Я ведь помнил её как танцующую девочку: лёгкую, невесомую, пластичную, яркую и солнечную.
Мы жили в одном подъезде, вместе ходили в школу, играли в дочки-матери, тысячи раз наблюдали грозу из окон подъезда между четвёртым и пятым этажами.
Однажды даже были свидетелями шаровой молнии, которая летала вокруг подъезда ртутным шариком, потом заглянула почти в самое окно, зашипела и исчезла.
Юлька любила танцевать.
Просто так.
Мама шила ей прозрачные танцевальные платьица из остатков штор, которые готовила на продажу: струящиеся, журчащие, напоминающие струи дождя или обволакивающие серебристые туманы.
Все прочили девочке большое будущее, но сама она не загадывала – просто танцевала, очень часто прямо на улице.
Я только и слышал тогда, от родителей, друзей, знакомых – не упусти, вы созданы друг для друга.
Юлька всегда и всё решала сама, она была натурой необычайно творческой.

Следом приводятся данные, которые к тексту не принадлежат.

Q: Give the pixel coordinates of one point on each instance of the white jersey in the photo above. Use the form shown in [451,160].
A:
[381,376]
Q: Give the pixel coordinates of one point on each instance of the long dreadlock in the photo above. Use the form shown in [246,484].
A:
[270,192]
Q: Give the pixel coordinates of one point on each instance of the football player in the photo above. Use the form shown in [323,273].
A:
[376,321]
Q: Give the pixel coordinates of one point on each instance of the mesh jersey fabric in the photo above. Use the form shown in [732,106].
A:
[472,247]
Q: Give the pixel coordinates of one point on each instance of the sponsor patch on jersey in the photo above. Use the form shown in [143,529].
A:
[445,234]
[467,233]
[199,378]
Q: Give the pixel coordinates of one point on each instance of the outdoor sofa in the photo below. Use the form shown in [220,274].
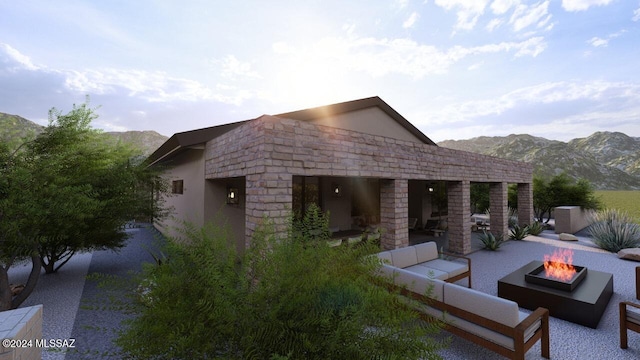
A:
[489,321]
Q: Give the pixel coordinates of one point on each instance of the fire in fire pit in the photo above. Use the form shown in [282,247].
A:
[559,266]
[558,272]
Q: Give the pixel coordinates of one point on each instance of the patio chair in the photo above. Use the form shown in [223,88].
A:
[629,320]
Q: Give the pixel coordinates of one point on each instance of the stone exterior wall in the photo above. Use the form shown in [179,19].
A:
[21,324]
[270,150]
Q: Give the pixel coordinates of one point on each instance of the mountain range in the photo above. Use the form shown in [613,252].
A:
[14,127]
[609,160]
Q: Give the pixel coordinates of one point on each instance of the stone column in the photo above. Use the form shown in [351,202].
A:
[268,196]
[525,204]
[394,213]
[499,207]
[459,200]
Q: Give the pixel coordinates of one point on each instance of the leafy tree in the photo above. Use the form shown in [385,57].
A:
[561,190]
[290,298]
[71,189]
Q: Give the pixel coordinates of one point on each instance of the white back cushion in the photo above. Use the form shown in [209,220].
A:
[404,257]
[426,251]
[492,307]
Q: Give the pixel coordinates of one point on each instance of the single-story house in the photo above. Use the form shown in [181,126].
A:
[360,160]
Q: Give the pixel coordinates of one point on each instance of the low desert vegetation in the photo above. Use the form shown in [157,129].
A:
[614,230]
[291,297]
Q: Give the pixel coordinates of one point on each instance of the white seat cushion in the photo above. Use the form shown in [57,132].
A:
[497,309]
[428,272]
[419,284]
[450,267]
[404,257]
[426,251]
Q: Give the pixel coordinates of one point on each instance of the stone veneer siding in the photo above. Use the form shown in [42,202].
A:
[268,151]
[498,200]
[21,324]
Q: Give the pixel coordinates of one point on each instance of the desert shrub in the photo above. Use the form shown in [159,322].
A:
[535,228]
[518,233]
[290,297]
[491,241]
[614,230]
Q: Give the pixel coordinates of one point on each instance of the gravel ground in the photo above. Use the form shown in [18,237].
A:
[93,325]
[76,307]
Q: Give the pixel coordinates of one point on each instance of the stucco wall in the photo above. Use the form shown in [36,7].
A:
[189,206]
[369,121]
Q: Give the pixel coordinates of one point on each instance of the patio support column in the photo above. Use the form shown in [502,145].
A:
[459,200]
[269,196]
[499,208]
[394,213]
[525,204]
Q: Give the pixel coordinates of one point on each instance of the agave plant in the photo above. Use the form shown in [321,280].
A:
[491,242]
[518,233]
[614,230]
[536,228]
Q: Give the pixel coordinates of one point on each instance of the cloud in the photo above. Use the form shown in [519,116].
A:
[380,57]
[581,5]
[467,11]
[525,15]
[14,60]
[407,24]
[597,42]
[500,7]
[600,42]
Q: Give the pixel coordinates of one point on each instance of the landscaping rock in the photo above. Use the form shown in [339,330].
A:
[567,237]
[630,254]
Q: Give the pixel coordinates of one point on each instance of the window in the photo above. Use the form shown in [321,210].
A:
[177,186]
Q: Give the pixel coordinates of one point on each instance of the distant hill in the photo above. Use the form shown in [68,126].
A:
[609,160]
[14,128]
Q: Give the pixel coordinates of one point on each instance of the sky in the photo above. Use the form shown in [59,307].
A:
[456,69]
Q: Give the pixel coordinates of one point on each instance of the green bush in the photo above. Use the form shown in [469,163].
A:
[614,230]
[536,228]
[491,241]
[286,298]
[518,233]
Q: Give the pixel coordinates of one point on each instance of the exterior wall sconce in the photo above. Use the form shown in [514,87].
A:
[232,196]
[336,190]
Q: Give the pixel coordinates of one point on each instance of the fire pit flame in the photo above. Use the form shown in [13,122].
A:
[559,266]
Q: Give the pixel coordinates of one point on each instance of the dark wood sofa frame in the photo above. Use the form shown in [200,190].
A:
[626,325]
[516,333]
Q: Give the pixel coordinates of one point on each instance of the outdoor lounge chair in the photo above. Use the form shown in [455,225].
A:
[629,320]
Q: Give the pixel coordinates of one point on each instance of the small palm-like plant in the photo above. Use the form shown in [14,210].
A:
[536,228]
[491,242]
[614,230]
[518,233]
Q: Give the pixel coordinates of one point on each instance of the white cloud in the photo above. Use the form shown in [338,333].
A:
[380,57]
[14,59]
[597,42]
[411,20]
[232,68]
[467,11]
[525,15]
[581,5]
[500,7]
[494,24]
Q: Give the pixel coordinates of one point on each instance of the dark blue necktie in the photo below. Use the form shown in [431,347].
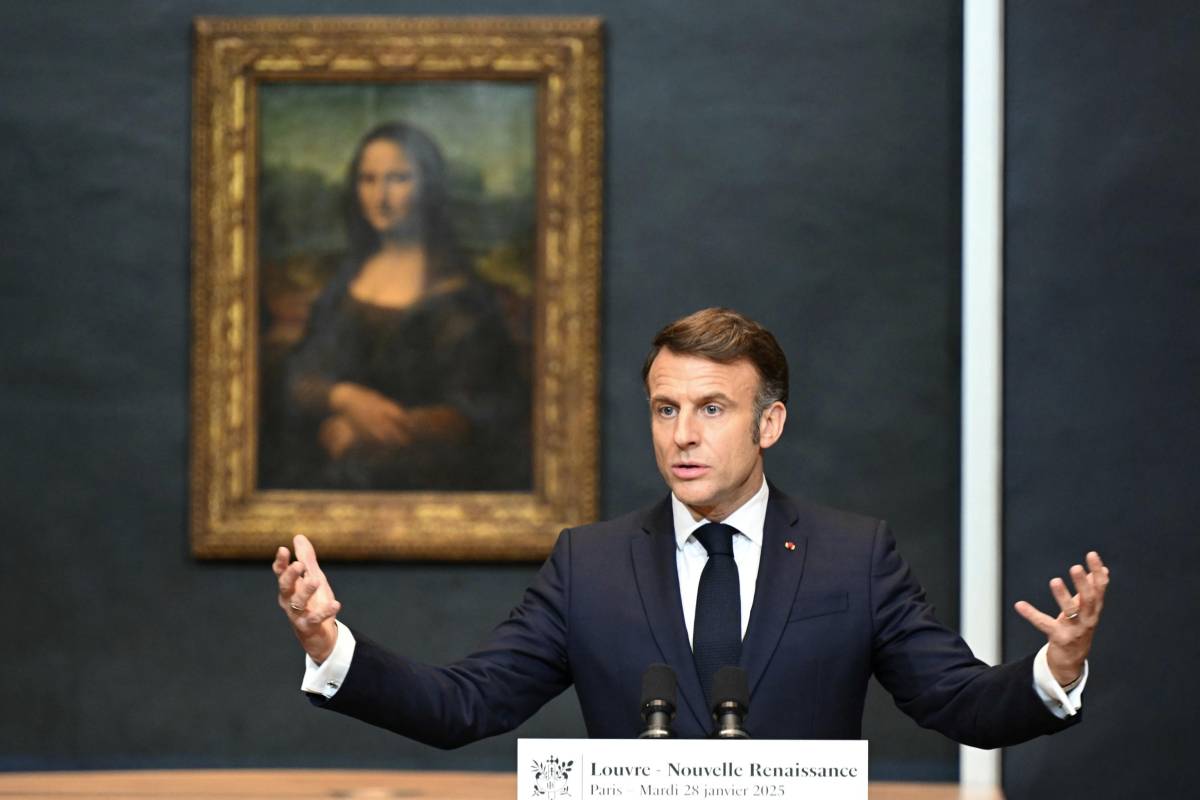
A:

Вдохновляющие идеи и их реализации толпились в её внутреннем мире, не давая ни минуты покоя.
Не могу сказать, что любил Юльку, тогда я не умел распознавать и понимать свои незрелые чувства. Мы просто жили вместе, превратившись со временем в единое целое.
Я относился к Юльке как к сестре. Мы были пятнадцатилетними подростками, хотя и весьма любопытными.
Тело и пластика подруги день ото дня становились всё привлекательнее, а танцы – более откровенными.
В то время мы часто закрывались у неё или у меня дома: учились целоваться, танцевали, обнявшись, беседовали о будущем. Точнее, Юлька рассказывала о своих девичьих иллюзиях.
Она мечтала о волшебной любви, о путешествиях на корабле, о необитаемых островах и многом другом, до чего мне тогда в принципе не было дела. Вот поцеловаться я точно был не прочь. И подурачиться тоже.
Сейчас передо мной стояла Юлька с землистым лицом в застиранном мятом платье с папиросой в углу рта и улыбалась щербатой улыбкой.